Di kawasan Asia Tenggara, pergerakan bursa relatif lebih stabil. Indeks KLCI Malaysia turun tipis 0,22 poin atau 0,01 persen ke level 1.736,26. Indeks PSEi Filipina juga terkoreksi 1,49 poin atau 0,02 persen menjadi 6.236,97.
Sebaliknya, sejumlah bursa regional masih mencatatkan penguatan. Indeks VN Vietnam menjadi yang berkinerja paling baik dengan kenaikan 16,44 poin atau 0,93 persen ke posisi 1.784,56.
Indeks Straits Times Singapura turut menguat 0,33 persen menjadi 5,78, sedangkan indeks SET Thailand naik 3,79 poin atau 0,24 persen ke level 1.613,78.
Pergerakan yang beragam tersebut menunjukkan investor masih mencermati sentimen global dan perkembangan ekonomi kawasan. Tekanan di sejumlah bursa utama Asia turut menjadi perhatian pelaku pasar, sementara sebagian bursa Asia Tenggara masih mampu bertahan di zona positif.
IHSG Berpeluang Lanjut Menguat
Kepala Ekonom Mirae Sekuritas Rully Arya Wisnubroto mengatakan penguatan IHSG pada perdagangan Jumat menunjukkan kualitas reli yang lebih baik dibandingkan sebelumnya.
"Reli kali ini lebih baik karena didorong big-cap banks, terutama BBRI, BMRI, dan BBNI," ujar Rully.
Selain itu, aliran dana asing atau foreign inflow tercatat mendekati Rp1 triliun. Aliran dana tersebut juga terkonsentrasi pada sektor perbankan sehingga memberikan konfirmasi positif terhadap penguatan pasar saham.

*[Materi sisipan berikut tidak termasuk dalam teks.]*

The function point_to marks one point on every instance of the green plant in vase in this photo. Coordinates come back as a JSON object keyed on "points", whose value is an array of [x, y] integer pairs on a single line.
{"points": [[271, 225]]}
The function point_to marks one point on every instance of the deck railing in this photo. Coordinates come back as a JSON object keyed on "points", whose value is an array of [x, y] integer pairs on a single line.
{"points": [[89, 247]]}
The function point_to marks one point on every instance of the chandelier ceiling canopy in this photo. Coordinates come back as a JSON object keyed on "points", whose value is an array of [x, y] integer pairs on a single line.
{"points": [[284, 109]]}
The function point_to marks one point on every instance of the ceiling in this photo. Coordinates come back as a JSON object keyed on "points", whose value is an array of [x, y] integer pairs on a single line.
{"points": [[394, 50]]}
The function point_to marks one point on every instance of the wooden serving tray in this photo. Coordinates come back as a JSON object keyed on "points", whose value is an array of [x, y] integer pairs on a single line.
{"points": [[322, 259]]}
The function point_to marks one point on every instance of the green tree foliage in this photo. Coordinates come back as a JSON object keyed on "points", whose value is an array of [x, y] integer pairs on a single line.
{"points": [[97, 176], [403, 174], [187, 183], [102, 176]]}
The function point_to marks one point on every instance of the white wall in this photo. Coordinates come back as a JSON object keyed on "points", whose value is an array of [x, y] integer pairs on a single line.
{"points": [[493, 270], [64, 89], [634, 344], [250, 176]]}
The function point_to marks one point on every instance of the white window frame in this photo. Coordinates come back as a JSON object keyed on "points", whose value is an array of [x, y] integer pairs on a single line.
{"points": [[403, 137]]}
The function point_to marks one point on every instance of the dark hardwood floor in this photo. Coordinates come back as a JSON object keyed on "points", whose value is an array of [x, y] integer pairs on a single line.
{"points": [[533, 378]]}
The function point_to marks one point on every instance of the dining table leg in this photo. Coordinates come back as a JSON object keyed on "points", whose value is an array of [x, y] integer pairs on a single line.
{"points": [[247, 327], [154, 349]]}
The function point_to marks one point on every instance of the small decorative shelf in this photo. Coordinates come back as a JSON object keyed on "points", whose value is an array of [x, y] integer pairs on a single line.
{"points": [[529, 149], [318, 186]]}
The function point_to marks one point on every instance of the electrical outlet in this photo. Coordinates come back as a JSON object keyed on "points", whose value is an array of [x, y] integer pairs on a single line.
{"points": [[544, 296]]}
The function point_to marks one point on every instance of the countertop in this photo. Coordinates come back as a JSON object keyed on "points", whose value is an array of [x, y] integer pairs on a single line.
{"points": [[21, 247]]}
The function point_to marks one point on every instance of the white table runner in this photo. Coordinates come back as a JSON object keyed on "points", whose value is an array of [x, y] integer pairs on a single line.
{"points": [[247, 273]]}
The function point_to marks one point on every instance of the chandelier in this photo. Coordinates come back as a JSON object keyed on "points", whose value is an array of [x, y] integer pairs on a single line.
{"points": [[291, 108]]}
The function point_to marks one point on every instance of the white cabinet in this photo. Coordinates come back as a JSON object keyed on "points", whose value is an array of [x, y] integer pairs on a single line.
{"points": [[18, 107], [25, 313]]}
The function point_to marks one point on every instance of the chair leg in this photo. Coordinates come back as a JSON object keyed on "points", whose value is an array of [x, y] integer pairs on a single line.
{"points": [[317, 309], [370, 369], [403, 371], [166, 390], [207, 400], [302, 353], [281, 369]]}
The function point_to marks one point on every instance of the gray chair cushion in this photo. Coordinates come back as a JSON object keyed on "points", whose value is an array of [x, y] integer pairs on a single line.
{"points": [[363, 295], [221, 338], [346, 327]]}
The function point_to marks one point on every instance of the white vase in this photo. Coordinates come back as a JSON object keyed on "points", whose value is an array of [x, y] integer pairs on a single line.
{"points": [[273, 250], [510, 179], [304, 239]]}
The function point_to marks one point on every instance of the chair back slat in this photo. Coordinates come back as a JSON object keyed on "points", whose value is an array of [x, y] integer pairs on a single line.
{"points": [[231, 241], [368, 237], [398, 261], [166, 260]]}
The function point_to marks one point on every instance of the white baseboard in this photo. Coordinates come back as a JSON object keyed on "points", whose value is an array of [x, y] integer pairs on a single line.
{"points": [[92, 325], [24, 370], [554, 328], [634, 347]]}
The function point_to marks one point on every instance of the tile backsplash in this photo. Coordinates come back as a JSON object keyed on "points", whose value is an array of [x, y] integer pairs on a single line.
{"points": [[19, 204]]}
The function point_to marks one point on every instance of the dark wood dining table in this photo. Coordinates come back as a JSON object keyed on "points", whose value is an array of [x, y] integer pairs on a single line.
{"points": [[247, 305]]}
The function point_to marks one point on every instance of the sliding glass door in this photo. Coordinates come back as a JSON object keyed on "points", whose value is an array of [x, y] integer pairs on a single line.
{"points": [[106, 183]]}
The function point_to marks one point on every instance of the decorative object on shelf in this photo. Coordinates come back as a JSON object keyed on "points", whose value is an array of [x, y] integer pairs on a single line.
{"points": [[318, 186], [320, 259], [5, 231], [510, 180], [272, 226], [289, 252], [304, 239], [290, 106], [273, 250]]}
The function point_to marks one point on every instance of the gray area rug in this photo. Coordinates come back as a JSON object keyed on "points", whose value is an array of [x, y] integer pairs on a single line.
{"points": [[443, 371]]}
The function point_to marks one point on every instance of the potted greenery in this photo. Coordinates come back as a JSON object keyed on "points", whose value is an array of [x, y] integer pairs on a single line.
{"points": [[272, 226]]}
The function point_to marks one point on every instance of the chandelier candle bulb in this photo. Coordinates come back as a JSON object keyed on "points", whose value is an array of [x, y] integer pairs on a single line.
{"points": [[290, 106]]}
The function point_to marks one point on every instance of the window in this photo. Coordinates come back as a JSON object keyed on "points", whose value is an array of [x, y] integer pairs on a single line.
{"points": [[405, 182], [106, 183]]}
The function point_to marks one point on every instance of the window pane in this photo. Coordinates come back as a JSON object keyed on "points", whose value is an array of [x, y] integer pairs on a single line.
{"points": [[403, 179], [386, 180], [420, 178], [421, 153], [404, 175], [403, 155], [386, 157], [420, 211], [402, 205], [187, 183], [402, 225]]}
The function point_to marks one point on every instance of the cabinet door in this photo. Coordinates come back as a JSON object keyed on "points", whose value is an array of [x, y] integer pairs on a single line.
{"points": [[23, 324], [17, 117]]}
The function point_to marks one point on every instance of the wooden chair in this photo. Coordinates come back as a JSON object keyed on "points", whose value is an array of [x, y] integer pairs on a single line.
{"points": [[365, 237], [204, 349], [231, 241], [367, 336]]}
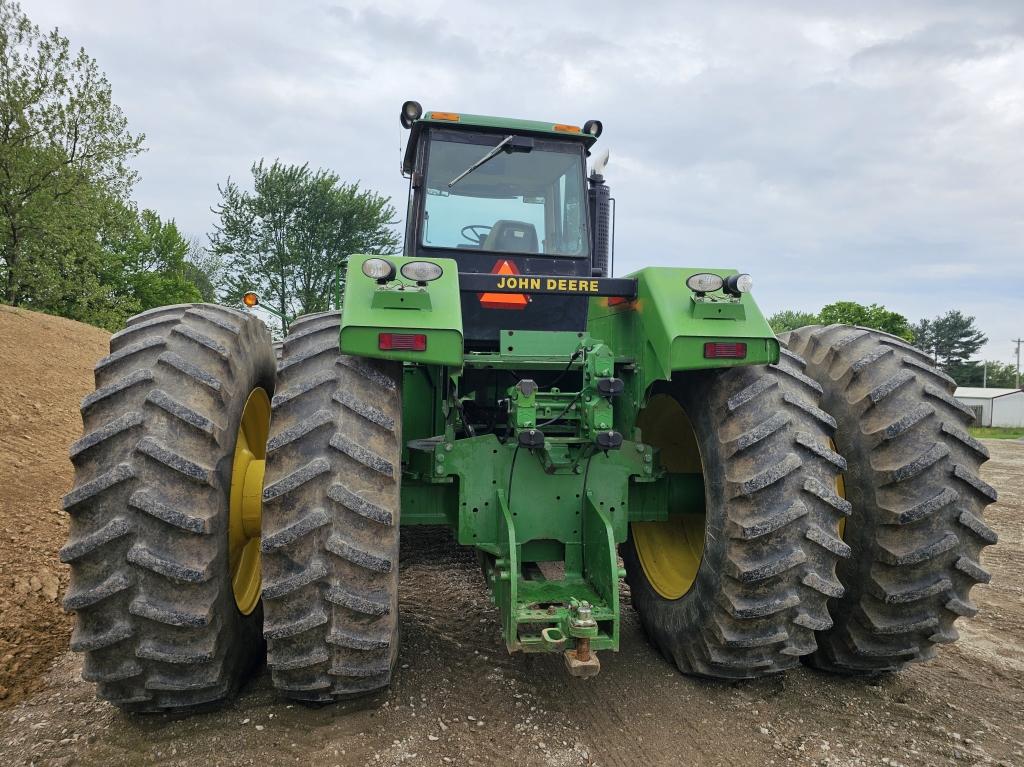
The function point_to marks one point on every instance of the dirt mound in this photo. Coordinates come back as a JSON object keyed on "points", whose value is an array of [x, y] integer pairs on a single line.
{"points": [[46, 364]]}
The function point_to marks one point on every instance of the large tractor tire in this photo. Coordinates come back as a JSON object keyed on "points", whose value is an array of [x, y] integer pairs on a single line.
{"points": [[738, 590], [331, 518], [164, 548], [916, 529]]}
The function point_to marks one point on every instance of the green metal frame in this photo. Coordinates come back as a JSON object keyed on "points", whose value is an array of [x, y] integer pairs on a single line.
{"points": [[546, 515]]}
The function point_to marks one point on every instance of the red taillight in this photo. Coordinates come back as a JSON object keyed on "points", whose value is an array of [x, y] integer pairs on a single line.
{"points": [[401, 342], [715, 350]]}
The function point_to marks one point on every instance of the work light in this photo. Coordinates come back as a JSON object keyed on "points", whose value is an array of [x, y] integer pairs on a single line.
{"points": [[737, 284], [704, 283], [421, 271], [378, 268], [411, 112]]}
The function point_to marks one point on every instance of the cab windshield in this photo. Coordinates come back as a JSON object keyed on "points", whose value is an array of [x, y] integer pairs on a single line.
{"points": [[527, 198]]}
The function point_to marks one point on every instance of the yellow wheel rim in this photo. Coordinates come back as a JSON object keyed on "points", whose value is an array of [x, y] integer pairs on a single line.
{"points": [[245, 519], [670, 552]]}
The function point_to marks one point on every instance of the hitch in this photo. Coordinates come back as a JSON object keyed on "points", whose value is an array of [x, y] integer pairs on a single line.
{"points": [[580, 662]]}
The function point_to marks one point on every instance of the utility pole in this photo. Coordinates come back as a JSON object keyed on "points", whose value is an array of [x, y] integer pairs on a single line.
{"points": [[1018, 341]]}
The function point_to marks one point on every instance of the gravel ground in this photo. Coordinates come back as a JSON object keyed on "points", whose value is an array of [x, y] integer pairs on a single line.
{"points": [[460, 699]]}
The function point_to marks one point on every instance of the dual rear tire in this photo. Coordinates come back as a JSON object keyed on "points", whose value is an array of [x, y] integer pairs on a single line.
{"points": [[188, 556], [173, 522], [857, 565]]}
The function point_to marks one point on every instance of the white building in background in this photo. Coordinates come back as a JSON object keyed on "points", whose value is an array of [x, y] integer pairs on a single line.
{"points": [[993, 407]]}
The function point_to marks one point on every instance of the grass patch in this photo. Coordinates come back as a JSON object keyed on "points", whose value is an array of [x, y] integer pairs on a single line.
{"points": [[997, 432]]}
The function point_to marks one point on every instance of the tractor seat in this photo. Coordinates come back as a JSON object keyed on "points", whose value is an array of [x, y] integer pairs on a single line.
{"points": [[512, 237]]}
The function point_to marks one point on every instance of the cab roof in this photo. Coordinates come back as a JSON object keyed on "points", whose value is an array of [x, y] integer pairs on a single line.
{"points": [[486, 123]]}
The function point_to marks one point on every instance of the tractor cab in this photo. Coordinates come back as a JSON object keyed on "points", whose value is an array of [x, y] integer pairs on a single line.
{"points": [[510, 198]]}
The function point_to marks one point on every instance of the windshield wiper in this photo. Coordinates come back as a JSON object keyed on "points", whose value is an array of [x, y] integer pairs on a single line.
{"points": [[491, 155]]}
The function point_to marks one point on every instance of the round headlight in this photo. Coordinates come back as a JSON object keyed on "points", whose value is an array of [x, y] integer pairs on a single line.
{"points": [[421, 271], [378, 268], [736, 284], [704, 283]]}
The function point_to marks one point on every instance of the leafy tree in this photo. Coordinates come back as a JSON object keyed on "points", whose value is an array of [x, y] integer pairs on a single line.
{"points": [[951, 339], [788, 320], [288, 237], [157, 269], [873, 315], [65, 148], [206, 269]]}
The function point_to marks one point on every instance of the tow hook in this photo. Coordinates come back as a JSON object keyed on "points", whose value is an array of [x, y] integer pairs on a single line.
{"points": [[580, 662]]}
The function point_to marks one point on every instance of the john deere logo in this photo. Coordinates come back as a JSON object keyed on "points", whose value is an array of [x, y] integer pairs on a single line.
{"points": [[550, 285]]}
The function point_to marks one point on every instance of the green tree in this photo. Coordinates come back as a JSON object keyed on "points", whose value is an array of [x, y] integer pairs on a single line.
{"points": [[788, 320], [872, 315], [287, 238], [206, 269], [157, 269], [65, 148], [951, 339]]}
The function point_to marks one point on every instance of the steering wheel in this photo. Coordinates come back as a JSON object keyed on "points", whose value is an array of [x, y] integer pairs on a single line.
{"points": [[474, 237]]}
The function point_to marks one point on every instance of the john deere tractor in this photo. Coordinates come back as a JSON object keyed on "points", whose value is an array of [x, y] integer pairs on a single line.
{"points": [[767, 500]]}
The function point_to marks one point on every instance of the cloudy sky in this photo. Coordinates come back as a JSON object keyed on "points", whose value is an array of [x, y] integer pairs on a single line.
{"points": [[869, 151]]}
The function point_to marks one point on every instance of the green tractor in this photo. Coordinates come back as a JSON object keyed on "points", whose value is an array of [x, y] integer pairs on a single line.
{"points": [[767, 500]]}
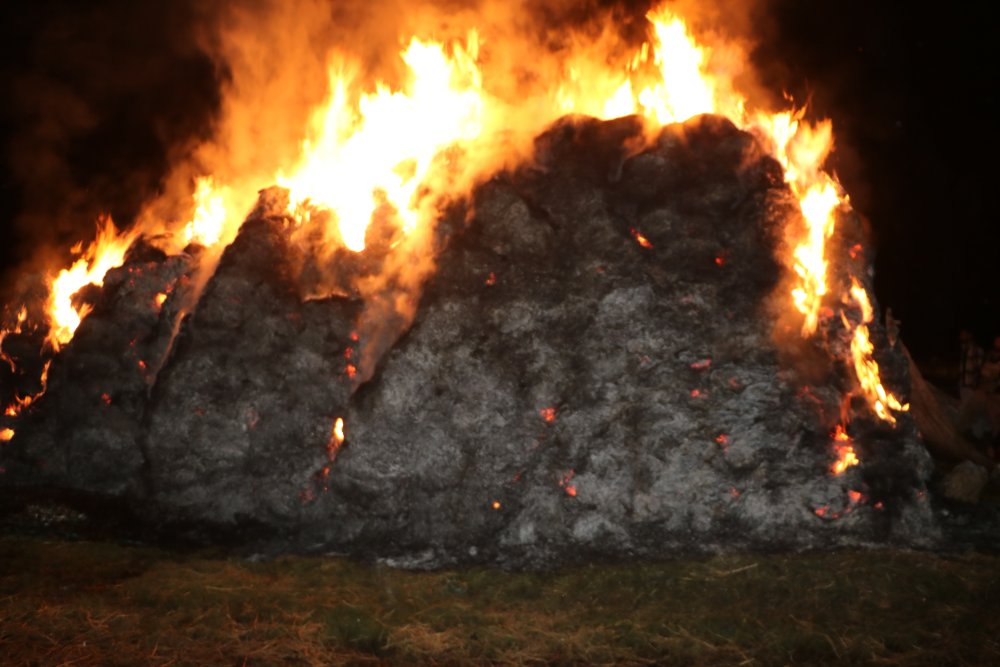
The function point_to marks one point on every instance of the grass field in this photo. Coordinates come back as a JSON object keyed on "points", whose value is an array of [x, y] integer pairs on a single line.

Menurut Rully, kondisi tersebut menjadi sinyal positif karena reli IHSG sebelumnya lebih banyak ditopang oleh saham-saham tertentu.
Dari pasar valuta asing, rupiah turut memberikan sentimen positif. Nilai tukar rupiah menguat ke level Rp17.694 per dolar Amerika Serikat (AS).
"Memasuki Senin, kami melihat momentum IHSG semakin konstruktif," kata Rully.
Meski demikian, investor masih perlu mencermati sejumlah risiko eksternal. Imbal hasil atau yield US Treasury (UST) 10 tahun masih bertahan di sekitar 4,7 persen, sedangkan yield UST tenor 30 tahun berada di kisaran 5,25 persen.
Di sisi lain, harga minyak mentah Brent masih berada di atas USD93 per barel. Kondisi tersebut mencerminkan masih adanya kekhawatiran pasar terhadap faktor fiskal, inflasi, dan geopolitik global.
Rully menilai keberlanjutan aliran dana asing dan pergerakan rupiah akan menjadi faktor penting bagi IHSG ke depan. Hal ini terutama karena imbal hasil obligasi global masih berada pada level tinggi.
"Keberlanjutan foreign inflow dan rupiah menjadi kunci, terutama di tengah global yields yang tetap tinggi," pungkasnya.